Not only does Christine earn this moment with its intensely brilliant build-up, but it dedicates enough time to the aftermath to ensure you don’t leave the cinema on the bleakest note possible. Those left behind are devastated, but you see glimmers of hope and light in the way they begin to cope. It’s a vital epilogue, and yet also manages to subtly reframe Chubbuck’s struggle as something possibly even more chilling than we had initially thought; thanks to this ending, you’ll be grappling with the film long after it’s ended.
For a film like this you need an absolutely top-drawer lead, and Rebecca Hall is mesmerising. Though Christine is too small and inaccessible a movie for it to gain the real awards traction it deserves, Hall’s performance stands among the very best of the year, regardless of category. The physicality of alienation and despair is hard to pin down, and even harder to effectively present to an audience, but Hall manages it with aplomb. Chubbuck’s instincts for career advancement and social interactions are often all wrong, and the exhaustion and confusion this causes are put forward painfully well by Hall.
In the final third, it seems that a great weight is lifted from Chubbuck, and Hall’s performance adjusts accordingly. She’s suddenly less frayed, more confident in every word and mannerism. Yet, where this should be a positive change, knowing the story going in means that we realise the root cause of this newfound quasi-happiness, that Chubbuck’s decision to take her own life has been firmly made. It’s heartbreaking and yet almost a relief to reach this conclusion – until we come to the moment itself, which made me tense up to the point of feeling physically ill.

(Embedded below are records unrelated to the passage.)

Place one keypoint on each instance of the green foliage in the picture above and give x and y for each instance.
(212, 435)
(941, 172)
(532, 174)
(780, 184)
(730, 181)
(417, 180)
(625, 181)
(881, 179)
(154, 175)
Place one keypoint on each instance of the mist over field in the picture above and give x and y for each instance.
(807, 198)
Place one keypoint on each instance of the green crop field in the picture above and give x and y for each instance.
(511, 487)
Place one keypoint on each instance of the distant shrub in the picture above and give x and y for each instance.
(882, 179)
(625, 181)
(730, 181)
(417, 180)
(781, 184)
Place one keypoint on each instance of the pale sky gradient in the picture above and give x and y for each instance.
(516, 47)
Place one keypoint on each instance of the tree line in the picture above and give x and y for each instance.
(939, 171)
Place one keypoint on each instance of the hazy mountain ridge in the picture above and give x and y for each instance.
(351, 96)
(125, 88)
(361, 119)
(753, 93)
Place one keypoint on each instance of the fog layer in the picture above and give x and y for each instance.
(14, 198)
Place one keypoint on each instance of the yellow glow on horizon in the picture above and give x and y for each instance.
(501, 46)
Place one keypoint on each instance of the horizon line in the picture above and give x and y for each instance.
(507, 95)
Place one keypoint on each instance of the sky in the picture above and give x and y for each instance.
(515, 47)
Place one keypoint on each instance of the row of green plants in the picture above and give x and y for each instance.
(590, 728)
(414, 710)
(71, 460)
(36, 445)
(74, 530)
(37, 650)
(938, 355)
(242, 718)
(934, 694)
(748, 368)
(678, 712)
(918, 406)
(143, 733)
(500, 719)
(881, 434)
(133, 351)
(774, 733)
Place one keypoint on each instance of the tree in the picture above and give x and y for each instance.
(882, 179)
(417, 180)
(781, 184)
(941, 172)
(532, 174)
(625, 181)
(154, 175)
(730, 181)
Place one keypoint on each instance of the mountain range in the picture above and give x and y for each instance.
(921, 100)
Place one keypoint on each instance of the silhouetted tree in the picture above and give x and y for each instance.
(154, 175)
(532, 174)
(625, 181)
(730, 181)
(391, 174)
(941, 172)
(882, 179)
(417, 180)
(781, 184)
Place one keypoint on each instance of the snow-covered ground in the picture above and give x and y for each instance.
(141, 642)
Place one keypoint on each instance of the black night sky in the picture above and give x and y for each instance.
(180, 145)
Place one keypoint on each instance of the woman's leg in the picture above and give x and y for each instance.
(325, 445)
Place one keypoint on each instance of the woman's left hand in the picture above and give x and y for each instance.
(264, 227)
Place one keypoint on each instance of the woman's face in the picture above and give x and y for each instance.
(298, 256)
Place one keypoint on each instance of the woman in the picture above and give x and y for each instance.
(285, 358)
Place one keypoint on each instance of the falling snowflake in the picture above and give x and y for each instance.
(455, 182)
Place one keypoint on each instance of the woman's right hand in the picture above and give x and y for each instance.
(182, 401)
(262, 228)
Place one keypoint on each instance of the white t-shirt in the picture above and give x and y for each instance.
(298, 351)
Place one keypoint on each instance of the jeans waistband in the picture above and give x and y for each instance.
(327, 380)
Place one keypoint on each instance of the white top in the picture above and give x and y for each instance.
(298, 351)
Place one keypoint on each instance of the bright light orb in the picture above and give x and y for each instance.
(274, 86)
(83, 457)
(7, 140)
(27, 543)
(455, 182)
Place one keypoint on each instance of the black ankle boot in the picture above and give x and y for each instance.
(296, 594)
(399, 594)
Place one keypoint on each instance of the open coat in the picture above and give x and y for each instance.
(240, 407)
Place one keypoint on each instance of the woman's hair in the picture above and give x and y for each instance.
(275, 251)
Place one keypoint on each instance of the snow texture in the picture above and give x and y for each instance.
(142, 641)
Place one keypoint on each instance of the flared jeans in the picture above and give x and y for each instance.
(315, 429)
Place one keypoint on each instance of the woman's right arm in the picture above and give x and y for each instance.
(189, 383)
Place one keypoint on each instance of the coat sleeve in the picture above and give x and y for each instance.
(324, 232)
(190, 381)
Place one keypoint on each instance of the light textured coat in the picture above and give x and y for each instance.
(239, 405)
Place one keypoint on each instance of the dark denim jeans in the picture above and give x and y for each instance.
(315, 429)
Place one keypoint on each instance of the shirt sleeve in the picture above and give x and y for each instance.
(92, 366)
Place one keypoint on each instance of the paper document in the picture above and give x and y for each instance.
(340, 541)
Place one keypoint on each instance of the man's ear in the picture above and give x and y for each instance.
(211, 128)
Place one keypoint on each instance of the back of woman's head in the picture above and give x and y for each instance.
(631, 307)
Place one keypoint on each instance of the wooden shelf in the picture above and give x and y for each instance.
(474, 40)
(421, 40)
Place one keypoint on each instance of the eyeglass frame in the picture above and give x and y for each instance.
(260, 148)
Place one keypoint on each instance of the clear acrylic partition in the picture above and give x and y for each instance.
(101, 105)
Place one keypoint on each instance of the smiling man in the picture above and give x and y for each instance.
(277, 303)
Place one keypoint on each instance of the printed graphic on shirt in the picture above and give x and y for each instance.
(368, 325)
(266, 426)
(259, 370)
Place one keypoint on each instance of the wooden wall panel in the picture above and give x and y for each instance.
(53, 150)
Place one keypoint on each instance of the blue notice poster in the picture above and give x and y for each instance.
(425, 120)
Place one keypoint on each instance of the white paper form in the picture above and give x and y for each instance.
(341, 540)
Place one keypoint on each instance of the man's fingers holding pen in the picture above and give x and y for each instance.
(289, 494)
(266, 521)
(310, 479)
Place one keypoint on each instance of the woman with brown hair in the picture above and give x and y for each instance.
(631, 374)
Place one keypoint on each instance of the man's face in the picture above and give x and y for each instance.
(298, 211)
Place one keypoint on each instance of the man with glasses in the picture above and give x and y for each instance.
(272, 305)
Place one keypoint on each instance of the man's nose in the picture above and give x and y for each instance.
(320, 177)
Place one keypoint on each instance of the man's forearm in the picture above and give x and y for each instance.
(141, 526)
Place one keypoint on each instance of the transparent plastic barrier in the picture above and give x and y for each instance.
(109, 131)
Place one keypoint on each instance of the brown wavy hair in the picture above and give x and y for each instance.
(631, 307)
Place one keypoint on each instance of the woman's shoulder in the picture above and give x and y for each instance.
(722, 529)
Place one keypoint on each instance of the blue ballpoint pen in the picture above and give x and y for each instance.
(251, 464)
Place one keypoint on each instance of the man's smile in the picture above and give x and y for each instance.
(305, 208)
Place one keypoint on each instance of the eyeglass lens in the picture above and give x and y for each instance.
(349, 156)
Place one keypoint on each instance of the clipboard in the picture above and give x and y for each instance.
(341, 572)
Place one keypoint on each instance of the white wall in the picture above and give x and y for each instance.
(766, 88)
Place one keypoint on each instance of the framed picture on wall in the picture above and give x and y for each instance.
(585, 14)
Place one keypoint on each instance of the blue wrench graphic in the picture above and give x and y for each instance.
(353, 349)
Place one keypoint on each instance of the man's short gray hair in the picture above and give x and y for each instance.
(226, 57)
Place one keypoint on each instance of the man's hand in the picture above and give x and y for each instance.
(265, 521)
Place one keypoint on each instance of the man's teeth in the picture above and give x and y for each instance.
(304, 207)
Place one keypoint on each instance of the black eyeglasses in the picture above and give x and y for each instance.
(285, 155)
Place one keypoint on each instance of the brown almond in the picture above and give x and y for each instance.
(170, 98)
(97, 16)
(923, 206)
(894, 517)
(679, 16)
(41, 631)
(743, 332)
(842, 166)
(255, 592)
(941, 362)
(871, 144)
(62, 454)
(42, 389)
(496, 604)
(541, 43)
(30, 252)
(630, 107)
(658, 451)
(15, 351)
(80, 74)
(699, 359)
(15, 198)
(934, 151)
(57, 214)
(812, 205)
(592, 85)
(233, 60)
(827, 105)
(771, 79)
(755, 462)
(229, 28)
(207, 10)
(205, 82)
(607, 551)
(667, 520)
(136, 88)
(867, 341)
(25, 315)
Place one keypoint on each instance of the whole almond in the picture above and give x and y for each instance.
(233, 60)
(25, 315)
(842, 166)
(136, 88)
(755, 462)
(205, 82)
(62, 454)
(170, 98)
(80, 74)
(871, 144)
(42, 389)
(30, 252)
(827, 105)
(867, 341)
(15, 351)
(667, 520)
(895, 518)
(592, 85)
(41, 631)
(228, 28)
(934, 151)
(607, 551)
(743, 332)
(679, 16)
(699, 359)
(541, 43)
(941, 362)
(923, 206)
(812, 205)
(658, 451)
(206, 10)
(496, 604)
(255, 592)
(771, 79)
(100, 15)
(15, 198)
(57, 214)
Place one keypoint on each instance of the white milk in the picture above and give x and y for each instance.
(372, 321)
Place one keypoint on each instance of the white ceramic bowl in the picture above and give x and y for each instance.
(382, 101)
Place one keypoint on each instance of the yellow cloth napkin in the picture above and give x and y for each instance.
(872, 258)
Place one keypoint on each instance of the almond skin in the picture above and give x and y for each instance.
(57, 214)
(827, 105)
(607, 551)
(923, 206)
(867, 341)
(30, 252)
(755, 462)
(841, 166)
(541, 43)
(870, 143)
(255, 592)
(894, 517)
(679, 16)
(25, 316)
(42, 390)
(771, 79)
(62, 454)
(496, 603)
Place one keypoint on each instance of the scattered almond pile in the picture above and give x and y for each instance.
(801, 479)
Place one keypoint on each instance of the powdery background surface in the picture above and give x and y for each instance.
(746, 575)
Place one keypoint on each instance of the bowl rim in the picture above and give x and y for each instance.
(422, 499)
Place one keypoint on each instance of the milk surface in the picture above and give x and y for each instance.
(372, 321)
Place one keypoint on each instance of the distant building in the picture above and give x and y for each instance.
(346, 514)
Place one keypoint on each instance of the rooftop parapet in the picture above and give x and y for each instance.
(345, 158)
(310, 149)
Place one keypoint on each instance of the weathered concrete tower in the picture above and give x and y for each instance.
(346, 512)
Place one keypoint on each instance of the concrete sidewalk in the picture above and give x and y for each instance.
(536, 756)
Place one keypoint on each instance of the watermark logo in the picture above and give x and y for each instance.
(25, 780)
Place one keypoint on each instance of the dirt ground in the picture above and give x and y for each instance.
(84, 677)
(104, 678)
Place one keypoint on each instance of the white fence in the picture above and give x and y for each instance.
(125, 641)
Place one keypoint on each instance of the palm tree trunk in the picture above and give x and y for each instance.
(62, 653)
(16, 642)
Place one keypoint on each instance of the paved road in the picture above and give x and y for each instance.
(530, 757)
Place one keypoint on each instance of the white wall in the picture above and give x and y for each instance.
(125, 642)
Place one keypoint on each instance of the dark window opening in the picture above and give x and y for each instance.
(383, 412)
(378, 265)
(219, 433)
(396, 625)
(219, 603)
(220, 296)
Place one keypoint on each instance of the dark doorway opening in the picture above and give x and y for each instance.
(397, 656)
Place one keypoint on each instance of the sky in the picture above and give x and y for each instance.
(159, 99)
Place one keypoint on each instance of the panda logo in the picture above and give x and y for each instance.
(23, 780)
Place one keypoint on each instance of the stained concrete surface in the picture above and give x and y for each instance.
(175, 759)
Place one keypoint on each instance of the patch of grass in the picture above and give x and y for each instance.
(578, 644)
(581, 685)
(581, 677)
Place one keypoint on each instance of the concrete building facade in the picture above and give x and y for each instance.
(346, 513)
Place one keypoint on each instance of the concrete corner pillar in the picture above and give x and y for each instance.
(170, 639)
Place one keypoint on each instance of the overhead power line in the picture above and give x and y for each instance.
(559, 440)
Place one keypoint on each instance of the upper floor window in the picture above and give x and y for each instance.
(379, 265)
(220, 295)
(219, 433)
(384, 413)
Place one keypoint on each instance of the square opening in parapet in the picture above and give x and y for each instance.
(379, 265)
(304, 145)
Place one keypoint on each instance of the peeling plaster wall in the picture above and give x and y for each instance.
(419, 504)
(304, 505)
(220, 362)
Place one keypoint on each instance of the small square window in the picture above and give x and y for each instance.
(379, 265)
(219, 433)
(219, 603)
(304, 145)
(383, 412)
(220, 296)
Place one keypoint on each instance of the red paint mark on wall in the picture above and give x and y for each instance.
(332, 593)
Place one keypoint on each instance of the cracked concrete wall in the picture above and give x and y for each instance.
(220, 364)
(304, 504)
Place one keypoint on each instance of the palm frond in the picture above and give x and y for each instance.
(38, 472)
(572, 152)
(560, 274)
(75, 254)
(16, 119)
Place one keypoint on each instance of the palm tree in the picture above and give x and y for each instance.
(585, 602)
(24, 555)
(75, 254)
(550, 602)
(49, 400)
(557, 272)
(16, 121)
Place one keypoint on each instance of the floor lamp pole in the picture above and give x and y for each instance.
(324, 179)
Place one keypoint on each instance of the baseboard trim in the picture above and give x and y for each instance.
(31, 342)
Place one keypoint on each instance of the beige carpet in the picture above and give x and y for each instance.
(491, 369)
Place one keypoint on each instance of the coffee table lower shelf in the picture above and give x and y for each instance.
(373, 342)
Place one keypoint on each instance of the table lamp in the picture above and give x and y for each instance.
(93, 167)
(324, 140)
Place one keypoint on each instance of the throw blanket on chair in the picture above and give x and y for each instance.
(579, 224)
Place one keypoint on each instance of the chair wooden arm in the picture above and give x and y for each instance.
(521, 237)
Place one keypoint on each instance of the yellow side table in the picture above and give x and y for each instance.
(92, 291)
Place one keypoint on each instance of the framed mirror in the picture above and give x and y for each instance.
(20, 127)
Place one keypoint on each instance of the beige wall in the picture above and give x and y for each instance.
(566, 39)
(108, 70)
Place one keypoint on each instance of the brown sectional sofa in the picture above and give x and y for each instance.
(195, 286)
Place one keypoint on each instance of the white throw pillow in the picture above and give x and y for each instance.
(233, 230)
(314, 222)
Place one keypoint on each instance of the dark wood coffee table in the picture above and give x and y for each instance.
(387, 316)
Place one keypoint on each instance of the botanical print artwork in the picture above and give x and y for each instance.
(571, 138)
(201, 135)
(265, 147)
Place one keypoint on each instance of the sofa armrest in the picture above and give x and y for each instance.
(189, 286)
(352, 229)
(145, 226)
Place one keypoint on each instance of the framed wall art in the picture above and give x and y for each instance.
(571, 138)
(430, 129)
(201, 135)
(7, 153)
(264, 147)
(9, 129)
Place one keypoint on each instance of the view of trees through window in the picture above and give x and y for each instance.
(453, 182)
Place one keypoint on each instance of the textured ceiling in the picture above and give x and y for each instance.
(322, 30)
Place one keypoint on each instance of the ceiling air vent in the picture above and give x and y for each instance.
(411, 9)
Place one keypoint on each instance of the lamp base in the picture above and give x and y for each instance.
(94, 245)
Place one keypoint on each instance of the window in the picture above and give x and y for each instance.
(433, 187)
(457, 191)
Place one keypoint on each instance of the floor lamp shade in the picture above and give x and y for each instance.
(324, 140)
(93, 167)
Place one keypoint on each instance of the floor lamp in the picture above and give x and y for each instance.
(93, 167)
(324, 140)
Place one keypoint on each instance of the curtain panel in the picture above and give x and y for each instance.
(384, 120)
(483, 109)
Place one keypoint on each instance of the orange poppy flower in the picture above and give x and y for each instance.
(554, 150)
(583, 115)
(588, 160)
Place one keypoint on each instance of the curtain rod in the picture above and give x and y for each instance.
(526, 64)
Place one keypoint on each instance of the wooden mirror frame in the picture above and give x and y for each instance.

Christine is a film that looks at the worrying trend of ever-more violent news, but it wisely doesn’t take so judgmental a tone that its own display of shocking bloodshed feels hypocritical. In fact, it’s in Jean, the most likable character, that we find the most competent grisly crime reporter, and it’s her ability to separate herself from her work when it starts to overwhelm her that makes her such a stark counterpoint to Chubbuck’s obsessiveness. And perhaps this is where the ultimate tragedy of Christine lies. Station boss Michael (Tracy Letts) tells us in no uncertain terms that Chubbuck is the smartest member of the team. She’s also driven and idealistic, with potential to become a truly great reporter in the decades to come, and yet this possible life was snuffed out by her being so cripplingly alone, a terrifying fate that Christine illustrates with uncompromising skill.